3.5.4.4 Numbers With a Fractional Part. Flashcards
Outline the us of fixed point representation.
Used if we want to represent fractions.
We can fix the decimal point by defining our byte to represent fractions (but not actually storing the point).
How do we represent decimals and what does this involve?
Ways we can represent decimals:
325.5 can be represented as 0.3255 x 10^3
This way of representing numbers in different forms involves moving (floating) the decimal point to a new position.
We need a consistent method of representing decimals.
Outline the process of floating point notation.
In floating point notation, real numbers are represented in the following way:
- A sign ( 0 indicates a positive, 1 a negative number).
- some significant digits expressed as a number with a fractional part (mantissa).
- and an integer power of 2 (exponent).
0●1011000 0011
mantissa exponent.
When is the implied binary point?
The implied binary point is always after the first digit.
What is the exam question structure for Floating Point Numbers.
Exam questions will use 12 bit numbers:
8 bits for the mantissa
4 bits for the exponent.
How to calculate floating point numbers.
Find the sign of the mantissa - if the mantissa is negative perform two’s compliment.
- Find the value of the exponent (positive or negative).
- Move the decimal point the distance the exponent asks for (add up the positive values in the exponent) (right for a positive exponent, left for a negative exponent).
- Starting at the decimal point, work out the value of the mantissa.
Define a mantissa.
The number you want to store.
Define an exponent.
The position of the binary point in the number.

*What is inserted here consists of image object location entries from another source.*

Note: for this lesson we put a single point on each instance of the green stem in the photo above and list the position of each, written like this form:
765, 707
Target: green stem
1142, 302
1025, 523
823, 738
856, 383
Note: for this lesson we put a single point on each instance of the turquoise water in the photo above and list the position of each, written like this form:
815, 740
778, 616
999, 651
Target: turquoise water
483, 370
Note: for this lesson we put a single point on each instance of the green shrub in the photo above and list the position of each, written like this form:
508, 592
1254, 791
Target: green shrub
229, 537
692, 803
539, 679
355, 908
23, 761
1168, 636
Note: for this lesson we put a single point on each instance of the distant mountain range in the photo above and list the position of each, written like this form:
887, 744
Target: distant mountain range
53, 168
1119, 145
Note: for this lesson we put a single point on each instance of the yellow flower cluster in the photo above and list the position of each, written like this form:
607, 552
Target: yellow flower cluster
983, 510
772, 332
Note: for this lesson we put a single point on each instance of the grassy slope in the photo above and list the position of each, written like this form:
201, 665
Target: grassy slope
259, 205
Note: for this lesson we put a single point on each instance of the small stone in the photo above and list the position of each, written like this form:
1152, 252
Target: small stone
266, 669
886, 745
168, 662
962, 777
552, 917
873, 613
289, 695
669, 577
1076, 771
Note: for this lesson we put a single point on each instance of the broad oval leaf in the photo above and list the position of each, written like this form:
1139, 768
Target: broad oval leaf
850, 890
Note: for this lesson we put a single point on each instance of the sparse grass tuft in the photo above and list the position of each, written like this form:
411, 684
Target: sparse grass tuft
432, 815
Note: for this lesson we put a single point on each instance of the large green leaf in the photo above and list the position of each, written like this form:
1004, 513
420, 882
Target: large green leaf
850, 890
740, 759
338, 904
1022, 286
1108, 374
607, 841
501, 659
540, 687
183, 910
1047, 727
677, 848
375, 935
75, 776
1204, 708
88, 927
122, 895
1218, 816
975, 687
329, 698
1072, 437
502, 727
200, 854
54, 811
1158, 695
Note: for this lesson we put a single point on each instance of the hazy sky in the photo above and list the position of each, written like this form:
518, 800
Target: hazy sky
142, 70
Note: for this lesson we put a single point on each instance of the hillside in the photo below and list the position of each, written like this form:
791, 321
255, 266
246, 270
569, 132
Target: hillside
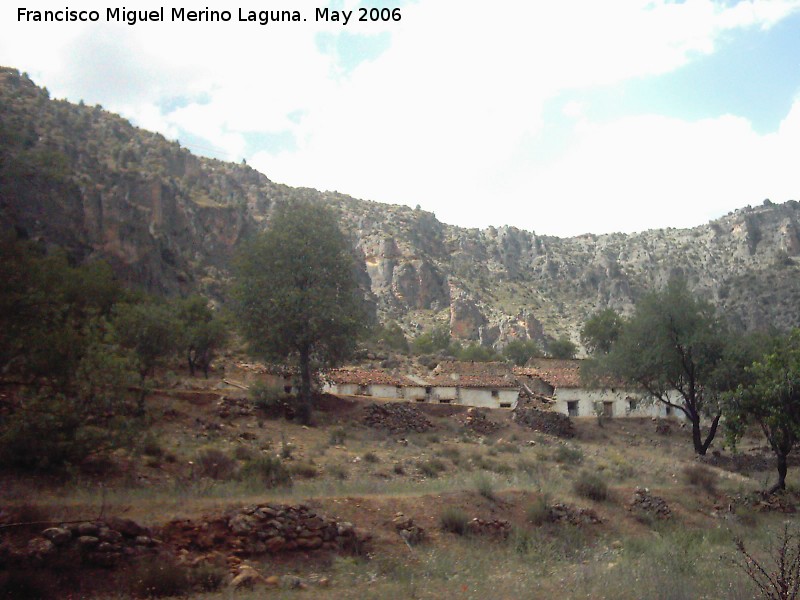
84, 179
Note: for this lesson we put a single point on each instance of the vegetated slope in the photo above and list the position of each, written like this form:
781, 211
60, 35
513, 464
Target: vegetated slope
84, 179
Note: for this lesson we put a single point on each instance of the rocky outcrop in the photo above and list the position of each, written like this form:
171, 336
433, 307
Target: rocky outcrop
86, 180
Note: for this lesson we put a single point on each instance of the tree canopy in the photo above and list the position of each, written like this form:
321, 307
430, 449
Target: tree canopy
770, 397
296, 294
674, 344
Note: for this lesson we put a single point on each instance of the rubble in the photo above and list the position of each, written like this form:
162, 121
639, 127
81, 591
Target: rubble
410, 532
396, 417
552, 423
645, 502
265, 529
478, 422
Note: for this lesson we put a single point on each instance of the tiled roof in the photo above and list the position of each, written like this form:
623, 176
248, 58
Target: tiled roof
473, 374
365, 377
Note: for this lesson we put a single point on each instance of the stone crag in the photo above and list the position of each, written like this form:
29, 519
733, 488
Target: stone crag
86, 180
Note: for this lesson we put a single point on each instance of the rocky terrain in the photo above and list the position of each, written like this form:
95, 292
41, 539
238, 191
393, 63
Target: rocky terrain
86, 180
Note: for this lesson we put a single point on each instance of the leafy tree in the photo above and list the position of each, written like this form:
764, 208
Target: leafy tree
601, 330
477, 353
151, 333
521, 351
203, 332
296, 292
392, 335
562, 348
674, 343
770, 397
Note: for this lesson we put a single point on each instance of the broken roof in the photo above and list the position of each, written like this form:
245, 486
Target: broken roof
453, 373
366, 377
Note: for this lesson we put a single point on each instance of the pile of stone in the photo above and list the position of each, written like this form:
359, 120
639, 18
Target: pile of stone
645, 502
478, 422
234, 407
99, 543
564, 513
396, 417
266, 529
497, 528
408, 530
544, 421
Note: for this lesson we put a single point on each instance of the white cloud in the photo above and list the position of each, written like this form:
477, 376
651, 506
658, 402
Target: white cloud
446, 117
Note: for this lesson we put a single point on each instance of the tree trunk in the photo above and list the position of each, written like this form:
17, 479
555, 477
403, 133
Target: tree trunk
783, 467
304, 404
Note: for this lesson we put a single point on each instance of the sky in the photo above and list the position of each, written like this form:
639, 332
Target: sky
565, 117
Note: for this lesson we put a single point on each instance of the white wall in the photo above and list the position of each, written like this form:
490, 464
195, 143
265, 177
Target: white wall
386, 391
414, 393
482, 397
442, 392
646, 405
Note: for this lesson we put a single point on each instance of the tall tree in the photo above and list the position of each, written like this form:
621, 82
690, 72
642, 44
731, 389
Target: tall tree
770, 397
151, 332
674, 344
203, 332
601, 330
296, 294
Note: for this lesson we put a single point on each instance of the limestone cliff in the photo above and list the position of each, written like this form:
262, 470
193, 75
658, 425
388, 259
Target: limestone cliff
86, 180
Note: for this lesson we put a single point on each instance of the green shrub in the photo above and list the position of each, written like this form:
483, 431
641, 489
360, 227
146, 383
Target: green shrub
701, 477
215, 464
539, 512
337, 471
269, 469
567, 455
304, 470
591, 486
208, 577
485, 486
337, 437
431, 467
454, 520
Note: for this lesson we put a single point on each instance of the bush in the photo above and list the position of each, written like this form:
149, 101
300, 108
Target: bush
701, 477
454, 520
269, 469
485, 487
337, 437
337, 471
208, 577
591, 486
304, 470
567, 455
539, 512
431, 467
215, 464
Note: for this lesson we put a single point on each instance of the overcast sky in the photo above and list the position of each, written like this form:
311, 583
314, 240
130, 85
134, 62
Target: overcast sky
563, 117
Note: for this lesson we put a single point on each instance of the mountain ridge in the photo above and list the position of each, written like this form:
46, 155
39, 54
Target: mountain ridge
87, 180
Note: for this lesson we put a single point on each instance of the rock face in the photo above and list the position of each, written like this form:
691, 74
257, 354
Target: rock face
86, 180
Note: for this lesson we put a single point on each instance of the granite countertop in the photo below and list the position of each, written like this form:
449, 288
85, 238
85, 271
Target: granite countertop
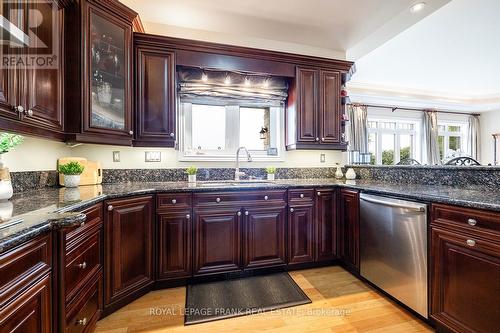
31, 213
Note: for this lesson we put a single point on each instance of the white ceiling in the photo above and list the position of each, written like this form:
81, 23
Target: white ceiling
320, 27
452, 55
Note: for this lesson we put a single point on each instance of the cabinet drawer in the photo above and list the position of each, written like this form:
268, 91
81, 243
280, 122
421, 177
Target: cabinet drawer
80, 264
85, 311
173, 201
480, 222
24, 263
300, 196
239, 198
93, 220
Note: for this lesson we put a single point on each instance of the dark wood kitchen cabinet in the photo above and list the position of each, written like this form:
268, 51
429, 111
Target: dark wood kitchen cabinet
128, 246
25, 286
300, 226
314, 110
155, 94
326, 225
465, 269
349, 228
217, 240
264, 236
174, 235
98, 87
31, 94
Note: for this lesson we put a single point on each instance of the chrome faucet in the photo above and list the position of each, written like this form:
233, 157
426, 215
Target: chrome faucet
237, 173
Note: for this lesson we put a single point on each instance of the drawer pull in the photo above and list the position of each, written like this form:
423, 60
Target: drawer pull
81, 322
472, 221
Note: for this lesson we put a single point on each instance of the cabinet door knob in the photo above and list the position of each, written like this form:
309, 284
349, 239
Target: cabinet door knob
82, 322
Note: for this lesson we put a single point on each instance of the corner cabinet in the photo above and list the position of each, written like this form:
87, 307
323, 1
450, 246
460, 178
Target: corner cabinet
128, 248
314, 110
155, 94
98, 87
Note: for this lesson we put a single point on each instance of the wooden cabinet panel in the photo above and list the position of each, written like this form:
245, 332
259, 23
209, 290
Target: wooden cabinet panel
155, 97
307, 108
329, 109
217, 246
30, 311
128, 247
300, 234
465, 280
174, 245
264, 236
325, 231
349, 226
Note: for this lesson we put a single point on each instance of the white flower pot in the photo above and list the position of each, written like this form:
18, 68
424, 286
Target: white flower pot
71, 180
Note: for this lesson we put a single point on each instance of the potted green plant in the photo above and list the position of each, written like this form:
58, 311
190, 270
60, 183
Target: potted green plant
271, 171
191, 171
71, 172
7, 143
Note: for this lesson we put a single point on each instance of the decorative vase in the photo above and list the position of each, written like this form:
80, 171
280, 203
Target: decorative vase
6, 190
338, 173
350, 174
71, 180
192, 178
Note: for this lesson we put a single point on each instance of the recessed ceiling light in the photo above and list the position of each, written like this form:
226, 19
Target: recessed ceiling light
417, 7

What must we remember about the exponent?
The exponent does not form part of the end number.
Outline how to float the binary point when working with a negative exponent.

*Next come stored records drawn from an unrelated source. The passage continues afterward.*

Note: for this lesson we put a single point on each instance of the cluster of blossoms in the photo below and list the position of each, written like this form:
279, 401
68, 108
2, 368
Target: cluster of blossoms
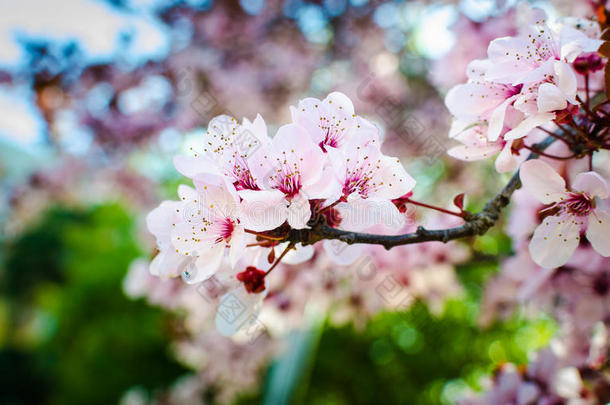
529, 81
537, 83
252, 193
547, 82
378, 281
251, 190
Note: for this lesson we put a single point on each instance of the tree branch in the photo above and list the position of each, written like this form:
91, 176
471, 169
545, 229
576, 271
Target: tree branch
476, 224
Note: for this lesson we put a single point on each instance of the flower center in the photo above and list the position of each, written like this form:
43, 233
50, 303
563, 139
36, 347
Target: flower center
578, 204
225, 230
243, 176
289, 184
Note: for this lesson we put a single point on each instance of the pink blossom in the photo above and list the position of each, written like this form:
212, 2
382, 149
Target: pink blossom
289, 172
210, 224
570, 212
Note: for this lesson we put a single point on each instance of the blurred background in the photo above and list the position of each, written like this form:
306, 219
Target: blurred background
95, 99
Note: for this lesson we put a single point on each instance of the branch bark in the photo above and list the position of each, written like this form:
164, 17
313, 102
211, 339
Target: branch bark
476, 224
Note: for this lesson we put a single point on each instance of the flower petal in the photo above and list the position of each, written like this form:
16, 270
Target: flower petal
238, 310
554, 241
506, 160
598, 232
528, 124
299, 212
205, 265
550, 98
592, 184
262, 210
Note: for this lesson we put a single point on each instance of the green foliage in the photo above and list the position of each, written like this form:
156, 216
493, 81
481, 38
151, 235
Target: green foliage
75, 337
416, 357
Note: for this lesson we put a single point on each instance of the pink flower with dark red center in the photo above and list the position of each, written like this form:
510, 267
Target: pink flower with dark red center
253, 279
570, 213
209, 225
328, 122
290, 173
227, 148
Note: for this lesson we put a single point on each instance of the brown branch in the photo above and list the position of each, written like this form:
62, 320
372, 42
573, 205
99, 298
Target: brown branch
476, 224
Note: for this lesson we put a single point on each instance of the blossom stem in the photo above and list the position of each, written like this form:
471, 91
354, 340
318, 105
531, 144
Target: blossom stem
277, 261
541, 153
556, 136
433, 207
476, 224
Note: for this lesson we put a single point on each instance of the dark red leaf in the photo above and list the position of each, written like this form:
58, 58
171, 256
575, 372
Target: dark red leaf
459, 201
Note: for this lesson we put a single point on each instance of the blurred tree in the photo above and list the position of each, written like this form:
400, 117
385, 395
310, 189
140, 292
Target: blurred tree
74, 337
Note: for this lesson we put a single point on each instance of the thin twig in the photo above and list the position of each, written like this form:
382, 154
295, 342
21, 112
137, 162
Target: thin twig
477, 224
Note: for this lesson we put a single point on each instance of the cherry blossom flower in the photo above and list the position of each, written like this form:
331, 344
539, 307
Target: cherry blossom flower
289, 172
210, 224
328, 122
227, 148
570, 212
526, 82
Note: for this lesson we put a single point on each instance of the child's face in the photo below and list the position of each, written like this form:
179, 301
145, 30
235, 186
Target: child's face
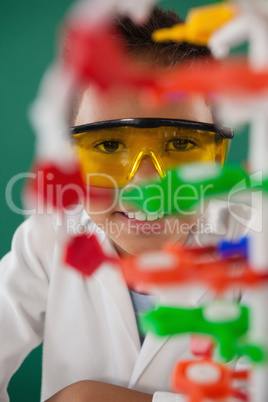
130, 235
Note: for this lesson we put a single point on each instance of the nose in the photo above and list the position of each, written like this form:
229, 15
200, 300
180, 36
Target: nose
146, 166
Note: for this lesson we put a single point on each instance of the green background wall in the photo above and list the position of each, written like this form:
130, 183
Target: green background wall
27, 41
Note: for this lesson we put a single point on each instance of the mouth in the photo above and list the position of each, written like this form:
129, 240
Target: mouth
141, 216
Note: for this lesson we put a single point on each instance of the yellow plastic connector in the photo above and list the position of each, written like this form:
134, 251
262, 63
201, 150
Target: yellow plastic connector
200, 24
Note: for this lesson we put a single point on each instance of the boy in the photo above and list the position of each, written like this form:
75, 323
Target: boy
92, 349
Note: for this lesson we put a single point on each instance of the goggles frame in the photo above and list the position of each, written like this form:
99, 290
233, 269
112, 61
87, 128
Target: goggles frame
222, 133
148, 122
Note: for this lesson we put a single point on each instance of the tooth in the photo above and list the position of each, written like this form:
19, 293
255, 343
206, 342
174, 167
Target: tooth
140, 216
152, 217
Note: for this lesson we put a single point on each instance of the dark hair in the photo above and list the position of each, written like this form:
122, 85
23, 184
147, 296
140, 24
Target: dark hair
139, 44
138, 40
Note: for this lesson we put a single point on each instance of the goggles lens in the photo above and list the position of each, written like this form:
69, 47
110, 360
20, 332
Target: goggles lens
110, 156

Shift the entire binary number however many values specified by the exponent in the binary waiting line, add 0’s.
Outline the need for normalisation.
Normalisation overcomes the loss of a less significant bit, which will then lead to an unnecessary error, when there are leading zeros before the least significant bit.
Outline normalised floating point numbers.
With a fixed number of bits, a normalised representation of a number will display the number to the greatest accuracy possible.
Summarise what normalised numbers do.
In summary normalised numbers:
Give only one representation of a number.
Save space.
Give the most accurate representation of a number in a given number of bits.
Outline how to normalise.
The first two digits must be different.
- 0.1 (positive)
- 1.0 (negative)
Examples of normalisation:
(after floating point notation)
1101.1010 is normalised as 1.0110100 0011.
00101 normalised as 0.101000 1010
Outline precision in both the mantissa and exponent.
There needs to be a decision between the range of a number and the precision.
- If you want a very precise number, use more digits for the mantissa and less for the exponent as this will allow for more decimal places.
If you want a large range of numbers, use more digits for the exponent and less for the mantissa.
Outline what is meant by a rounding error in floating point notation.
When we try to represent some numbers but cant within the space we are given.
E.g. 1/3 = 0.33333333….etc.
What will occur if we cannot get perfect precision?
This can lead to errors, namely, a rounding error.
Define an absolute error.
The difference between the target number and the closest number achieved.
Define a relative error.
The percentage difference between the target number and the rounded value.
Example of an absolute error:
If I want to represent 23.27 in binary, and the closest I can get is 23.25, then the absolute error is (23.27 - 23.25) 0.02.
Example of a relative error:
If I want to represent 23.27 in binary, and the closest I can get is 23.25, then the relative error is (23.27 - 23.25) /23.27 - 0.09%.
Outline an underflow error.
Occurs when the exponent is too small to be displayed accurately in the number of bits available.
Outline an overflow error.
Occurs when the exponent is too large to be displayed in the number of bits available.
Essentially, the opposite of and underflow error.
Outline a cancellation error.
This type of error occurs during the subtraction of two very similar values where most of the significant digits are lost.